The Trump campaign and Donald Trump himself were certainly aware in real time of Russian efforts to intervene in the 2016 presidential election.
The campaign had a heads-up that Russia had stolen Democratic emails. And Russian operatives sought and received a meeting with senior Trump campaign officials promising “dirt” on Trump’s opponent. As the campaign wore on, and the Russian efforts were increasingly made public,
Trump personally and publicly encouraged them.
2. The Trump campaign was run for a time by a man with an ongoing business
relationship with a Russian intelligence operative, to whom he gave proprietary internal polling data.
3. The
Trump campaign did not discourage Russian activity on its behalf. In fact, it sought repeatedly to coordinate its messaging around WikiLeaks releases of information. The campaign, and Trump personally, sought to contact WikiLeaks to receive information in advance about releases and may well have succeeded.
4.
The campaign sought to obtain disparaging information about Hillary Clinton from actors who either were Russian operatives or it believed were Russian operatives. It did so through a number of means—some of these efforts were direct.
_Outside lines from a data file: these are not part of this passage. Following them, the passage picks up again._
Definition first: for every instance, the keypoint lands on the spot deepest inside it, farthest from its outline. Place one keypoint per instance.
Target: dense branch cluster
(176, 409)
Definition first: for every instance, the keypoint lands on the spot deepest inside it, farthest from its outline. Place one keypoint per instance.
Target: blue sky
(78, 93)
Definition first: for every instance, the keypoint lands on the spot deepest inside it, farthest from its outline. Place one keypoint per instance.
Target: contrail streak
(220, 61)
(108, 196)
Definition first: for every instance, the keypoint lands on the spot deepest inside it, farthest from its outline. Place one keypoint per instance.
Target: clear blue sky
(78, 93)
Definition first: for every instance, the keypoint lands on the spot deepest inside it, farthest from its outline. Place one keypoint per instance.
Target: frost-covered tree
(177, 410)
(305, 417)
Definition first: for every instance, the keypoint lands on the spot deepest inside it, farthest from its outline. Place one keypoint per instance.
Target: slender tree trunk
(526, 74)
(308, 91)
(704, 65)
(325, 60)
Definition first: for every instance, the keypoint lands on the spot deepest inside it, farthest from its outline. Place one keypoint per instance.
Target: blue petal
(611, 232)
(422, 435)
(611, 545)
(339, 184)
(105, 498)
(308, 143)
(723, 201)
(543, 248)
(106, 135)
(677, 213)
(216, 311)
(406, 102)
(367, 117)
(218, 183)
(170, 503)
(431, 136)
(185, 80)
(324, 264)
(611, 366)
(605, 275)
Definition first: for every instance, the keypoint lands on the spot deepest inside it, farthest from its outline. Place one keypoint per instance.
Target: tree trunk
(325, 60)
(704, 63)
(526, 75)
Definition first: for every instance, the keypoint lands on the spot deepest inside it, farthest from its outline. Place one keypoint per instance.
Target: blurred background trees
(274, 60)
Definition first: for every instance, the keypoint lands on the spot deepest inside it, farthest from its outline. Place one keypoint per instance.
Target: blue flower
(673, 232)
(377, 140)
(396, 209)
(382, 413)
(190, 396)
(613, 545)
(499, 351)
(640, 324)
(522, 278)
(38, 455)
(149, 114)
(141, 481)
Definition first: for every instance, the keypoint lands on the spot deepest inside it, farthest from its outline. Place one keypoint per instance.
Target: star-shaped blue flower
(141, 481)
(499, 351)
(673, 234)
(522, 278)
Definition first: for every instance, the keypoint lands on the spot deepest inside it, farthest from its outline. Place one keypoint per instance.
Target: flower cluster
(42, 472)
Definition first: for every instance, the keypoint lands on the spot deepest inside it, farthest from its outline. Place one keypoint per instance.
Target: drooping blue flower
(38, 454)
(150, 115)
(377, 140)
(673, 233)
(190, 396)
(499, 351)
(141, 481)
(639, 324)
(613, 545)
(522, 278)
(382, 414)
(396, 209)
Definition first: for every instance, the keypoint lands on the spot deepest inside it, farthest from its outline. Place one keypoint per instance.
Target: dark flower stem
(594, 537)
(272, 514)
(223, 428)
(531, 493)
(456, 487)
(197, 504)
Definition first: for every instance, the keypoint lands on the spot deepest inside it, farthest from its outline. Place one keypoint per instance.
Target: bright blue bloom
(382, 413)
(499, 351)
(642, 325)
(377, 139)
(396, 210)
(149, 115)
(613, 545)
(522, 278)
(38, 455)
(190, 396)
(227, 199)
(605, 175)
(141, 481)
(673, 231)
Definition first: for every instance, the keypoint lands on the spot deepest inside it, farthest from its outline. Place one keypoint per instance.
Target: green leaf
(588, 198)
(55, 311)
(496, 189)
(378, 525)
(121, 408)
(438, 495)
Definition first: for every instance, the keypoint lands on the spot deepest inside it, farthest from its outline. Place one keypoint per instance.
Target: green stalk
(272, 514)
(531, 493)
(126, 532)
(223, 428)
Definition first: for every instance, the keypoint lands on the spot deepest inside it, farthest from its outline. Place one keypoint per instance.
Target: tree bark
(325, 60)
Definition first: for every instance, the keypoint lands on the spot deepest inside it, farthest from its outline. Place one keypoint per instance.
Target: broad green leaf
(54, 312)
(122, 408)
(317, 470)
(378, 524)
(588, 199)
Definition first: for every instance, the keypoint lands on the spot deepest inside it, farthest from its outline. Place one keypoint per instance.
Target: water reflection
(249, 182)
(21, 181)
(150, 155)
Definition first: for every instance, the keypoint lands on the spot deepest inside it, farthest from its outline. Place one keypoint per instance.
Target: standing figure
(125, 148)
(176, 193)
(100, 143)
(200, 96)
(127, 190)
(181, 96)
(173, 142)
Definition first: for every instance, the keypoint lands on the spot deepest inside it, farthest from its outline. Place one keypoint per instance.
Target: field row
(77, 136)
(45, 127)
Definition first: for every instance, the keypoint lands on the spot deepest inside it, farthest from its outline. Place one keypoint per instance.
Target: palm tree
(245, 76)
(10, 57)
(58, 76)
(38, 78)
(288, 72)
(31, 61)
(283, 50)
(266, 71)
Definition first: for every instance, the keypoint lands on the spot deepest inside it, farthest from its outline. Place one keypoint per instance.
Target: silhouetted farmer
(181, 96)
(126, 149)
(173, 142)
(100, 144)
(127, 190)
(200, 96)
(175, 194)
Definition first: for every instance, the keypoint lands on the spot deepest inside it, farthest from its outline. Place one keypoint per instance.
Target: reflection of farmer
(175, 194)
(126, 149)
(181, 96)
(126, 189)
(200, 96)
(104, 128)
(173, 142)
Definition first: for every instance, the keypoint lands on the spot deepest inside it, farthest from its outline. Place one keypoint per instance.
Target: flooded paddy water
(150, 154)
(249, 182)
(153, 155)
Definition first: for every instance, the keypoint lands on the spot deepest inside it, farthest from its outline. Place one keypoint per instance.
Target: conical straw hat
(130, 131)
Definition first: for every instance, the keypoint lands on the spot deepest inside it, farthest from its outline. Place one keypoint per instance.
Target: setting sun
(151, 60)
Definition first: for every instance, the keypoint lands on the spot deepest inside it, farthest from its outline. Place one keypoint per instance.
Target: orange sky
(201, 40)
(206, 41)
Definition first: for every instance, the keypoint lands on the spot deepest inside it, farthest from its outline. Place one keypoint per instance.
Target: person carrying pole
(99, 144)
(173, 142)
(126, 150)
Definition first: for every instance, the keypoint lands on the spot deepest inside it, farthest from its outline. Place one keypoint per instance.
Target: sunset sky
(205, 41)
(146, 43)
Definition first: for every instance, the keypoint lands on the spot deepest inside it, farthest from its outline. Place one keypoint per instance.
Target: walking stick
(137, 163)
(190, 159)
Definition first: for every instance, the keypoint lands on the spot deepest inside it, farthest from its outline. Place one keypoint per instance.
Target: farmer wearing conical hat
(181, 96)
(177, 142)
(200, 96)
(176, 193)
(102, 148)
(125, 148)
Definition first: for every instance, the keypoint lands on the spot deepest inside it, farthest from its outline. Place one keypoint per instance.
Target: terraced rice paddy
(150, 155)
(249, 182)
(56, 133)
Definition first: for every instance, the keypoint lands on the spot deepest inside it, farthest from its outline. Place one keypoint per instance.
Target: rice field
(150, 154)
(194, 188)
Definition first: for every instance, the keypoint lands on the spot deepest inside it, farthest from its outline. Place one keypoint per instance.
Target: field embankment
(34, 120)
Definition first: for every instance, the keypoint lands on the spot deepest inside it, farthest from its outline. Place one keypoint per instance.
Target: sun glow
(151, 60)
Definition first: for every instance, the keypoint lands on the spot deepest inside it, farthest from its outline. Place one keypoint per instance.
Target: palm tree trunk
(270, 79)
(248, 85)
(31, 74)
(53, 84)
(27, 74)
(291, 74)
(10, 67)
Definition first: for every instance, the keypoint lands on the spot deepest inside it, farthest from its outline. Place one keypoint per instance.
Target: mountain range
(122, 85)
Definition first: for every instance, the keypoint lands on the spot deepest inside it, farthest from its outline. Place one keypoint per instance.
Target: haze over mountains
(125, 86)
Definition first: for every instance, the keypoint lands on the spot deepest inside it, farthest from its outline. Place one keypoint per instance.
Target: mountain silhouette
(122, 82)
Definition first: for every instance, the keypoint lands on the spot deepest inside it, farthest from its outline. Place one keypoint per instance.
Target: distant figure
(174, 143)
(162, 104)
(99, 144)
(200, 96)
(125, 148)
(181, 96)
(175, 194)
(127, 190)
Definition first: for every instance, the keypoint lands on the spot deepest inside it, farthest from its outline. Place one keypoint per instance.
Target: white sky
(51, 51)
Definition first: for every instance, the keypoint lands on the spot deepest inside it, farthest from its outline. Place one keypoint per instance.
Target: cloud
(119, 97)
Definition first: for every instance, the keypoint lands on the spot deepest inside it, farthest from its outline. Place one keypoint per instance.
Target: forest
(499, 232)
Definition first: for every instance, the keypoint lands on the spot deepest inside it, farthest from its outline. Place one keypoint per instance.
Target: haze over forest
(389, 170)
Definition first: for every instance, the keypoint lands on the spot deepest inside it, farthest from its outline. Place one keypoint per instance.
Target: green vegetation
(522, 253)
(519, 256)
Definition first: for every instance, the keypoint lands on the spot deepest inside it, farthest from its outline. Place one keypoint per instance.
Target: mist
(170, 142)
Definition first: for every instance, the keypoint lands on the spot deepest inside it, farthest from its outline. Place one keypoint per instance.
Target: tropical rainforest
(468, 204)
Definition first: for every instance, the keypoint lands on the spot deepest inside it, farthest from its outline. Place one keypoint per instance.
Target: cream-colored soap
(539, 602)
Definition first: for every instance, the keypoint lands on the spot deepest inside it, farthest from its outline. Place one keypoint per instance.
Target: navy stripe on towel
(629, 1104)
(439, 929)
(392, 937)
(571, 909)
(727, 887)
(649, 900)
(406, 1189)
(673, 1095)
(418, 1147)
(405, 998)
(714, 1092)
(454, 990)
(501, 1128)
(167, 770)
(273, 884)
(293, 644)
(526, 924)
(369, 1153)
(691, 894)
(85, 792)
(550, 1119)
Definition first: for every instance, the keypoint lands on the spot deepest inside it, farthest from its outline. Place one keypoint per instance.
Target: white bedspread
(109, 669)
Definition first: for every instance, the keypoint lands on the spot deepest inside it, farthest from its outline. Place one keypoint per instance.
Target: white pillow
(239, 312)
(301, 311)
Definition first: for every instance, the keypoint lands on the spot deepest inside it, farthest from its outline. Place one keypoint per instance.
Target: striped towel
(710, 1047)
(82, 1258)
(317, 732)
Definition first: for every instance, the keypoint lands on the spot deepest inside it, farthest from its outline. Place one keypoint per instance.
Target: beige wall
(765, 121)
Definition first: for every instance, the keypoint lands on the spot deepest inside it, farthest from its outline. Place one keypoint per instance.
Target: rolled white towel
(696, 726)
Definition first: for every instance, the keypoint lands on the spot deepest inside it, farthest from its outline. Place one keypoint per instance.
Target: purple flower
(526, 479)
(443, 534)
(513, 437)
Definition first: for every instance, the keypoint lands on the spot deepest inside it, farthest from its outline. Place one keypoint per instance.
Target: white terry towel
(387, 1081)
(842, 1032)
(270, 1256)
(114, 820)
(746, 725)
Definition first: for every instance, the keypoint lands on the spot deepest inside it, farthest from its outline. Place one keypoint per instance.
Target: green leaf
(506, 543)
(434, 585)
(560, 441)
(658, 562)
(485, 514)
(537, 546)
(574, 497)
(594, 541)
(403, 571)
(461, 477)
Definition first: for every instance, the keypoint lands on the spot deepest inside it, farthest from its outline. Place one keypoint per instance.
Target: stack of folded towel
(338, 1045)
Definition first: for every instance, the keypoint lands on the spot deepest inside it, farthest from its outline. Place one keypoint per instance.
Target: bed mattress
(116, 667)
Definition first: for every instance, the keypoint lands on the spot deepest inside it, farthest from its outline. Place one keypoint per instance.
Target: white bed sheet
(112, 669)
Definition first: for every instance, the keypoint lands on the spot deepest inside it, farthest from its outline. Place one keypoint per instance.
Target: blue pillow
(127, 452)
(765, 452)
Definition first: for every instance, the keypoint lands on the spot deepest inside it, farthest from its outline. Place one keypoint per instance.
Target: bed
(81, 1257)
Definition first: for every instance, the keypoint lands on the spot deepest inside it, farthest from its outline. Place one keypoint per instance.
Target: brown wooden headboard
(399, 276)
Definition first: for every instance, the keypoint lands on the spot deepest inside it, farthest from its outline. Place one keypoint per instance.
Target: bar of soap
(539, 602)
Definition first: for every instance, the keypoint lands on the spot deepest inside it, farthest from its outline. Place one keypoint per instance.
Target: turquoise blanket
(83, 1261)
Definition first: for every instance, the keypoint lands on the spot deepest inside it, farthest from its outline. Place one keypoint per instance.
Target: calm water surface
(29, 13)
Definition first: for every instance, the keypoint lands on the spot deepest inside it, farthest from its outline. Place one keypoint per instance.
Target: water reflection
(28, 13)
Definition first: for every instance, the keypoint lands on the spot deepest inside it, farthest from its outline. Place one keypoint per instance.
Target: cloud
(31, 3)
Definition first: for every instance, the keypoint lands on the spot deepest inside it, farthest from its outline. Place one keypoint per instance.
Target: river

Some were indirect.
5. The Russian government and affiliated actors clearly regarded the Trump campaign as a prime target for influence and recruitment.
Russia targeted a diverse array of people associated with Trump for contact and engagement through an astonishing variety of avenues. Some of these attempts were rebuffed.
Many of them were successful. The result was a sustained degree of engagement between the campaign, and later the transition, and Russian officials and cutouts.
6. Trump’s personal and business history in Russia provided a significant opportunity for kompromat. Such material was very likely collected. There is less evidence that it was ever deployed,
though Trump’s mere awareness of his vulnerability gives rise to substantial counterintelligence concerns.
7.
Trump’s active pursuit of business deals in Russia while running for president and denying any such deals created significant counterintelligence risk.
8. Trump’s campaign, and later transition, were
filled with a remarkable number of people who had secret interactions with Russian actors, about which they lied either in real time or in retrospect.
9.
All of this activity, particularly cumulatively, amounts to a grave set of counterintelligence concerns, in which any number of Trump campaign figures—including the candidate himself—exposed themselves to potential coercive pressure from an adversary foreign actor.
10.
Trump to this day will not criticize Russian President Vladimir Putin or acknowledge unambiguously Russian intervention in the 2016 election.